Biodiversity & Sustainable Energy Development-2012

Sunitha R

Posters: J Ecosyst Ecogr

DOI: 10.4172/2157-7625.S1.009

The Chromium, in the trivalent form (Cr (III)), is an important component of a balanced human and animal diet and its deficiency causes disturbance to the glucose and lipids metabolism in humans and animals. In contrast, hexavalent Cr (Cr (VI)) is highly toxic carcinogen and may cause death to animals and humans if ingested in large doses. Recently, concern about Cr as an environmental pollutant has been escalating due to its build up to toxic levels in the environment as a result of various industrial and agricultural activities. Majority of the tannery industries are located in Ambur, Vaniyambadi, Walajapet and Thirupattur areas of Vellore district, Tamil Nadu. The industries are disposed the tannery waste into soil and near the Palar river basin. Palar river basin is the primary source of drinking water for the residents of Vellore district, Tamil Nadu. Large amounts of Cr found in groundwater and as well as soil ecosystem. The water quality parameters in the area are found to be above the WHO permissible limits (0.05 mg L -1 ).
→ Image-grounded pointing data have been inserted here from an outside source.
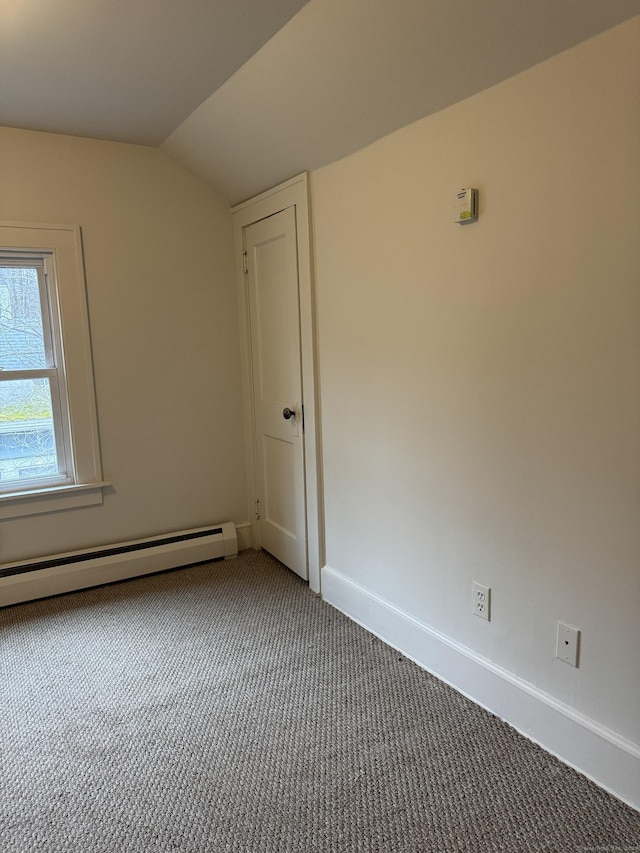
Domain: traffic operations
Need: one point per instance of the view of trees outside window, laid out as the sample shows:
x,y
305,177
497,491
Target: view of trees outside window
x,y
27,445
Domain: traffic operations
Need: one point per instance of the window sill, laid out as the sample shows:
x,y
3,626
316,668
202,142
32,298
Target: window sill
x,y
52,499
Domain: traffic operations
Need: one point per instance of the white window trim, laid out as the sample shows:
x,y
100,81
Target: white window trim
x,y
64,241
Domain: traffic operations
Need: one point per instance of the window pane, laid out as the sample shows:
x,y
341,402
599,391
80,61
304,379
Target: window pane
x,y
21,334
27,444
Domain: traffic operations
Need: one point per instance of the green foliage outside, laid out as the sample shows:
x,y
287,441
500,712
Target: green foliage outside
x,y
26,412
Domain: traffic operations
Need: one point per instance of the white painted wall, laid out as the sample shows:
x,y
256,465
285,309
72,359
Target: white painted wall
x,y
162,303
481,384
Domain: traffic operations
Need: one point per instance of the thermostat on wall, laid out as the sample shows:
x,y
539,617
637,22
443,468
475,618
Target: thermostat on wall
x,y
466,205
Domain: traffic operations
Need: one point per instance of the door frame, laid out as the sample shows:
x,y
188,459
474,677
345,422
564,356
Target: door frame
x,y
291,193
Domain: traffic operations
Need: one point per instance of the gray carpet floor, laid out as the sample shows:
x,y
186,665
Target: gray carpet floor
x,y
225,707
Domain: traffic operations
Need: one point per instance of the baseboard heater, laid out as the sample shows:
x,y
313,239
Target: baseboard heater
x,y
60,573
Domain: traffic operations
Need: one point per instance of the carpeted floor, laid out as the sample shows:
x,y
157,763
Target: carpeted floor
x,y
224,707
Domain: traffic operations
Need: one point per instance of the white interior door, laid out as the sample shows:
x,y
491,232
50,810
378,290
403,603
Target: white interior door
x,y
271,264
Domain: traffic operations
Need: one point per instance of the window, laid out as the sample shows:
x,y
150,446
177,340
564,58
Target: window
x,y
49,456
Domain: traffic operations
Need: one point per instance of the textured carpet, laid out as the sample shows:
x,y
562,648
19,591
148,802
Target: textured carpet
x,y
224,707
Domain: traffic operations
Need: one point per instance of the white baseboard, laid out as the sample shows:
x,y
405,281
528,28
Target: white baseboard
x,y
603,756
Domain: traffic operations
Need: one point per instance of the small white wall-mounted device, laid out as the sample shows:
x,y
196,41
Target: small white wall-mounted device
x,y
466,206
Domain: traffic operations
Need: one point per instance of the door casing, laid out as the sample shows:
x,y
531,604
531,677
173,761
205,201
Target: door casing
x,y
292,193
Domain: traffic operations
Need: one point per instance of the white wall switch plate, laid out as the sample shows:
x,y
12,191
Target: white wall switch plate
x,y
567,642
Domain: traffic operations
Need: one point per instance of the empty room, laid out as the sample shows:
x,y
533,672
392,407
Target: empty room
x,y
320,426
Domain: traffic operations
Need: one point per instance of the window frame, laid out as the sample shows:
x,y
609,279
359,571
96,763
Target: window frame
x,y
75,414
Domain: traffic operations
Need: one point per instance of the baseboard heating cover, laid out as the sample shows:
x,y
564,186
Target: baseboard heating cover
x,y
39,578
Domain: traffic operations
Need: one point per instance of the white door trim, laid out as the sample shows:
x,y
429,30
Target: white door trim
x,y
292,193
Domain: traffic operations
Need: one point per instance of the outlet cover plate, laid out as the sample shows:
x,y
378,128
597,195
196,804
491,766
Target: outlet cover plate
x,y
481,601
567,643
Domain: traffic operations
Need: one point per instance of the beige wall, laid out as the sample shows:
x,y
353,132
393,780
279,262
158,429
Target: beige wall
x,y
480,384
162,303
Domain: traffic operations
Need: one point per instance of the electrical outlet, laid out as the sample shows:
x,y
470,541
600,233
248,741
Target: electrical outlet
x,y
567,642
482,601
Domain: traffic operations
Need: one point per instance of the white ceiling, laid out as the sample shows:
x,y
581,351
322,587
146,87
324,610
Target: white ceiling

Based on the basic survey on tanneries and its pollution in the Vellore district, our studies focused on bio-remediation of tannery contaminated soil. Cr resistant microbes were isolated from contaminated soil and characterization was done by biochemical method. The cultures were evaluated with hexavalent chromium reduction in soil. The three microbial cultures were identified from contaminated soil (Pseudomonas fluorescens, Aspergillus niger and Trichoderma viride). The percent reduction ranged from 39 to 79 by Pseudomonas fluorescens, 30.8 to 58.4 by Trichoderma viride and 50.3 to 83.4 by Aspergillus niger. Among the three native isolates, the Aspergillus niger was found relatively superior to Pseudomonas fluorescens and Trichoderma viride in reducing the Cr VI in soil.
I completed my PhD programme during June 2012 at Tamil Nadu Agricultural University. Presently I am working as Senior Research Fellow in the Department of Environmental Science, Tamil Nadu Agricultural University, Coimbatore. My area of research for my PhD was on Bioremediation of chromium contaminated soils due to tannery wastes disposals. I have worked extensively on the chemistry of chromium transformation in soil. I have passed National Eligibility Test conducted by ASRB-UGC (Agricultural Scientist Recruitment Board). I have published two research papers and one book chapter. I also have to my credit four and half years of research experience.